Some nightclubs aspire to the post-apocalypse look. Others, like St. Petersburg's Fish Fabrique, are born with it. Certainly, the club's owners have added to the atmosphere: Tin cans riddled with random holes cover the lights, and a few shaky tables dot the rear of the small club, which stands just a couple of low-rent blocks off Nevskii Prospect, Petersburg's most famous street. Shoddy construction and years of neglect under Communism, combined with an imploding economy under the emerging capitalist order, make it easy for Russian nightclubs to parade an underground, bohemian chic--St. Petersburg's most popular dance club, The Tunnel, is housed in a former nuclear fallout shelter.
Before tonight's band hits the stage, the club begins to fill up with its clientele: young, poor, mainly students. Most smoke harsh Russian cigarettes, but a few pull out packs of Marlboros. At about 90¢ a beer, the bar's drinks are too expensive for many patrons. Instead, people buy liquor at the innumerable kiosks which dot Russian streets. Kiosks sell alcohol (much of it bootleg, some of it dangerous), Coke, and Snickers bars, as well as clothing, records, and odd assortments of other scavenged consumer goods. Inside the bar, the PA is playing Western music, a pretty standard menu of alternative favorites: Nine Inch Nails, The Cure, REM. I talk with a group of three teenagers about the music they listen to. "I like, you know..." a young man says in Russian, and he opens his cigarette case. Inside, he has written the words "PUNK ROCK" in English with electrical tape. His favorite bands are Nirvana and Green Day.

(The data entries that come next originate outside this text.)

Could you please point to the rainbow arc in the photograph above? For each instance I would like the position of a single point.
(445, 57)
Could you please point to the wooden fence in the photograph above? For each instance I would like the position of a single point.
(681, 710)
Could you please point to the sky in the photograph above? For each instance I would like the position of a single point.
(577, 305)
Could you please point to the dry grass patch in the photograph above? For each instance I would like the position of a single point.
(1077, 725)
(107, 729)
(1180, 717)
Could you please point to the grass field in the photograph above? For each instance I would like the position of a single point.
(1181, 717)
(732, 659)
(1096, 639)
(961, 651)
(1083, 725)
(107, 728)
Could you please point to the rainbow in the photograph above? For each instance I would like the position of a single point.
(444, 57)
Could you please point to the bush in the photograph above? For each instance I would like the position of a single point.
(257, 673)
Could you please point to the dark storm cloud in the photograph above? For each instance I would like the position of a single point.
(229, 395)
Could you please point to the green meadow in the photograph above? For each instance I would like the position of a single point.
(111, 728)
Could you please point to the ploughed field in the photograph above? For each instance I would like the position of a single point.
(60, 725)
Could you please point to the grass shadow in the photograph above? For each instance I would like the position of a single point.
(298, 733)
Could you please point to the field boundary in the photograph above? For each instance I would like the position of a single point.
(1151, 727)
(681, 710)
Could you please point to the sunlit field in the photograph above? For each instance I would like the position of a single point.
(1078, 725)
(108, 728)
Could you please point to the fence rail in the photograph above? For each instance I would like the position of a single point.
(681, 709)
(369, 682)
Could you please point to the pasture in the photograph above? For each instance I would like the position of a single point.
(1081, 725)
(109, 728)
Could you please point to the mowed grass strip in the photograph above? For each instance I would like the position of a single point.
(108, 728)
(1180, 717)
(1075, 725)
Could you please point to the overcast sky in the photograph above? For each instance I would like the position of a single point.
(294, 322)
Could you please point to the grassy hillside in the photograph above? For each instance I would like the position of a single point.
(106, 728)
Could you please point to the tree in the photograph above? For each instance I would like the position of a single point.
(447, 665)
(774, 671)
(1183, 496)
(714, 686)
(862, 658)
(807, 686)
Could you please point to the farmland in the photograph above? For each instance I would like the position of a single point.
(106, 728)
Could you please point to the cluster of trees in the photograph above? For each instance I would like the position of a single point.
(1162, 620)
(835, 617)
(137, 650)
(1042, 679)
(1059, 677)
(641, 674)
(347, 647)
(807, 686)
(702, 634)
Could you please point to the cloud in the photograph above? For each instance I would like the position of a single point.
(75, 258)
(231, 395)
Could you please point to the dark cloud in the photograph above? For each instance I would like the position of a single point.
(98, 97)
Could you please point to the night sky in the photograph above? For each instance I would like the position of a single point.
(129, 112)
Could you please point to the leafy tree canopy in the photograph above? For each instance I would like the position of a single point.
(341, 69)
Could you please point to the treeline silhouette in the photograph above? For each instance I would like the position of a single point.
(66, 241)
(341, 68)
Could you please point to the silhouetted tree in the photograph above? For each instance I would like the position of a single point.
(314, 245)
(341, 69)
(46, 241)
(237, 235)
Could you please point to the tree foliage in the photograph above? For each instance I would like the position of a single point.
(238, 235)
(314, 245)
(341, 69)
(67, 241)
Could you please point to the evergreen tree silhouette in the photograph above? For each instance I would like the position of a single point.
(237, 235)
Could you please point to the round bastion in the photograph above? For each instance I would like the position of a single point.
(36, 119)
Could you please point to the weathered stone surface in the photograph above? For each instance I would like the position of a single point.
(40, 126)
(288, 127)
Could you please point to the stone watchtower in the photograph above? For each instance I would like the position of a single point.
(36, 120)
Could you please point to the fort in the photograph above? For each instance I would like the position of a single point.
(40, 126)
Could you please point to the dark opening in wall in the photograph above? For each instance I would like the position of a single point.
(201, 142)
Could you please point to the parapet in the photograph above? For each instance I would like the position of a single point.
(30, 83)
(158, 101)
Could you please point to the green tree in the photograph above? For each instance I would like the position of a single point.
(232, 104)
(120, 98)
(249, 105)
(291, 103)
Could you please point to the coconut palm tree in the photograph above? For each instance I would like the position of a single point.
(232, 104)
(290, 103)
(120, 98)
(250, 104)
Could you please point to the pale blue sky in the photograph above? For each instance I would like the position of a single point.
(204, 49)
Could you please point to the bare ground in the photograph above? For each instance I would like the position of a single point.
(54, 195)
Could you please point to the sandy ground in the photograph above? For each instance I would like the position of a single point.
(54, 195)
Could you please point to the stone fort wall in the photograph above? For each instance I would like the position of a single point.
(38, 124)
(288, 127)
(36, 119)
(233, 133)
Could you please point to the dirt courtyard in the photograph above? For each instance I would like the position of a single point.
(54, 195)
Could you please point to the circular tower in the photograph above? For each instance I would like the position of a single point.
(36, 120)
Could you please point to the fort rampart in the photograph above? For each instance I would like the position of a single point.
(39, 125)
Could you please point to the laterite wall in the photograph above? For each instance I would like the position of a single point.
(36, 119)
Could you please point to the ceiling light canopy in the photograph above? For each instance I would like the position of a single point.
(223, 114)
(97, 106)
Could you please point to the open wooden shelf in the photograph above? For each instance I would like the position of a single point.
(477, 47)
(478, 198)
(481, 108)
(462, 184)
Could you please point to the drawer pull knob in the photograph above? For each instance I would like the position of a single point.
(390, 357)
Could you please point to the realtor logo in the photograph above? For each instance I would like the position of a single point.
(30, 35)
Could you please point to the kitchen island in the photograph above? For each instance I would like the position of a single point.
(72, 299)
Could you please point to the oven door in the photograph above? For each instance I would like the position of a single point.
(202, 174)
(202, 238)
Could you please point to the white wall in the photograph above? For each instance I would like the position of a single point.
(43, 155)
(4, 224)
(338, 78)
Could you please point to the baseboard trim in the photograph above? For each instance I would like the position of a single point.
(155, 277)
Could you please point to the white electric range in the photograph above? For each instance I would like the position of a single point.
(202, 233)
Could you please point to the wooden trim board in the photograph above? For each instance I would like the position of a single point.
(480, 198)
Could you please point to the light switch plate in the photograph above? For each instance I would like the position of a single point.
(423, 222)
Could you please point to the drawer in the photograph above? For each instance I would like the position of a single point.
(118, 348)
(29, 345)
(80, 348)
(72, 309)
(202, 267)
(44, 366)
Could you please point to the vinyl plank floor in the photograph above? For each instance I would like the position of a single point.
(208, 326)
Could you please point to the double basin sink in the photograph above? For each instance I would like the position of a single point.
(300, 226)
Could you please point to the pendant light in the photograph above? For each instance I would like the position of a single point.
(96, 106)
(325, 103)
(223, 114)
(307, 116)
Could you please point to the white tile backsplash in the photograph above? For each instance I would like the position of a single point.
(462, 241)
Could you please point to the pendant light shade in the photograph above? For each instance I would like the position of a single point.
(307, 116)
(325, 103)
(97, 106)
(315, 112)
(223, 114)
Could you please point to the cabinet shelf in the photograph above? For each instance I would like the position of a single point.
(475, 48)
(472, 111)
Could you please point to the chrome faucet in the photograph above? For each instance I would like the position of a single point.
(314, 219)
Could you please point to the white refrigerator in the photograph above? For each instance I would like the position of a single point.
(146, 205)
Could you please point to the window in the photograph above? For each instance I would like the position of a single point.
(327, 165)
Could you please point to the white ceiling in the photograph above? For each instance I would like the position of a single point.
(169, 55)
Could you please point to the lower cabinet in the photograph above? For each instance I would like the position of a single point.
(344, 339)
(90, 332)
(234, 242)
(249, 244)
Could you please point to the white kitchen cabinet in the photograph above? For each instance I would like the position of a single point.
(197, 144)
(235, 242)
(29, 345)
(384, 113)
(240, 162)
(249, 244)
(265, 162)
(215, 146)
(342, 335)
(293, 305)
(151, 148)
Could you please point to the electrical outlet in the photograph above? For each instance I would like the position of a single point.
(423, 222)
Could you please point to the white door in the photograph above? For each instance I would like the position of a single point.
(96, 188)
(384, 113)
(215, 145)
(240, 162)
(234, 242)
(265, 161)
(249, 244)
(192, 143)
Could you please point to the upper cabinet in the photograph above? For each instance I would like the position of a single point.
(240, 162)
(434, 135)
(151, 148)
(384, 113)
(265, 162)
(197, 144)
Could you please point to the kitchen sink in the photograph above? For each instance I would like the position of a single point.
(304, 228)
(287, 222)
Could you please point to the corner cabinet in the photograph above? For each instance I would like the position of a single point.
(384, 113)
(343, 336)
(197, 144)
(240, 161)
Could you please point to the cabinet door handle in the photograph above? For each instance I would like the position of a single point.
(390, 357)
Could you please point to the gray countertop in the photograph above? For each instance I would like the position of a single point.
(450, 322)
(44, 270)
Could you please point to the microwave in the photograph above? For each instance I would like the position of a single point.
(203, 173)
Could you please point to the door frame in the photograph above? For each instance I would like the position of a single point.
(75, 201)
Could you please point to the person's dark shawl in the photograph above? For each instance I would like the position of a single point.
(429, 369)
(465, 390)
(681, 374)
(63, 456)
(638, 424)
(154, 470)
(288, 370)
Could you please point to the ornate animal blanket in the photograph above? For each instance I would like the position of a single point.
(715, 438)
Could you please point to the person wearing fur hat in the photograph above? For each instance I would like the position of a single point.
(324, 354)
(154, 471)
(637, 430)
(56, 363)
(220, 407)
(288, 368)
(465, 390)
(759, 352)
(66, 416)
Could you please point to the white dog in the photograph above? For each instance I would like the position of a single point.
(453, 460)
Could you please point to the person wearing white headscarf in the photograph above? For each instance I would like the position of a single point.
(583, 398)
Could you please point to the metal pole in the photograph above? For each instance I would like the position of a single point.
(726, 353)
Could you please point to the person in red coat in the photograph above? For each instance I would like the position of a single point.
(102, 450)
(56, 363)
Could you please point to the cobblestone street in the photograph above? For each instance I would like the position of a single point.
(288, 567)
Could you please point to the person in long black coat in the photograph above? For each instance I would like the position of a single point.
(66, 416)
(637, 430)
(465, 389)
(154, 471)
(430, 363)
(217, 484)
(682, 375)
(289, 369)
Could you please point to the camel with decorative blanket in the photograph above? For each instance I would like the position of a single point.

The story of Russian rock & roll since the collapse of the Soviet Union encapsulates the main features of Russia's transition from Communism. Russian views of the market and the West, especially Western popular culture, have changed during this transition. Once these Western forces were seen as liberating, but the reality of their arrival has brought about more ambiguous attitudes. Russians struggle to get innovative music in front of an audience inundated with slickly marketed Western music. In Soviet times, repression bred a remarkable solidarity in the music community. Today, that community has disintegrated, replaced by individual struggles to come to terms with Russian capitalism. Ironically, the freedom of expression which was won with the defeat of the Communist Party has not resulted in an explosion of musical experimentation. Instead, market reforms have taken the social consciousness, and much of the creativity, out of Russian rock.
Before Gorbachev, rock & roll was repressed in the Soviet Union. Beatlemania hit Eastern Europe as hard as it hit the West, and exposed the same generation gap as it did in its homeland. Sounding like a worried American parent, East German head of state Walter Ulbricht complained that "The incessant monotony of this 'yeah, yeah, yeah' is not only ridiculous, it is spiritually deadening." Soviet leaders cheered the youth rebellion in the West, but squashed it at home.
The repression of rock music peaked in the late 1970s and early 1980s. It was virtually impossible to hold rock concerts; even when a youth hall or university agreed to stage a show, there was no guarantee that the police would not interfere. Boris Muradov, who played guitar for the band Thirteenth Fog, remembers the police raiding concerts and punishing long-haired members of the audience by cutting off their locks.
Music by the most famous bands of that era, such as Leningrad's DDT and Moscow's Time Machine (Machina Veremin), was extremely difficult to find. Copies were circulated underground, among friends. Rock music was played at private parties with a striking sort of reverence. Ten or 20 people would gather to silently listen to tapes; afterwards, people discussed the music, deciphering the social commentary barely hidden in the lyrics.
The music was political, but in a personal sense. The themes were existential: the difficulties of living in Soviet society, alcohol abuse, and the search for a means of expressing oneself authentically through art. The music challenged the state in two ways: It was made and distributed outside the control of the Party, and the freedom from alienation the music espoused certainly would not happen under the Party's repressive rule. Time Machine, for example, combined traditional Russian bardic concerns with lyrics which stressed individuality and autonomy: "The years are flying past/Soon you and I together/Will leave the town/Somewhere in the dense dark woods/Or on a steep mountain side/We'll build a house together" Andrei Makarevich sings on "Our Home."
Things changed when Gorbachev took power in 1985. Promoting free expression under the banner of glasnost, Gorbachev met with Yoko Ono, and Raisa admitted that she and her husband were Beatles fans. Underground heroes saw daylight and gained huge followings. Fans were less reverent, but there were many more of them. The liberating feeling of perestroika and the liberating impulse of rock fed off each other, raising the music's popularity and giving the impression that rock was an important part of progressive social change. Rockers rode the wave of social mobilization and cultural relaxation that marked the middle of Gorbachev's short reign, a period which now stands as the high point of Soviet rock.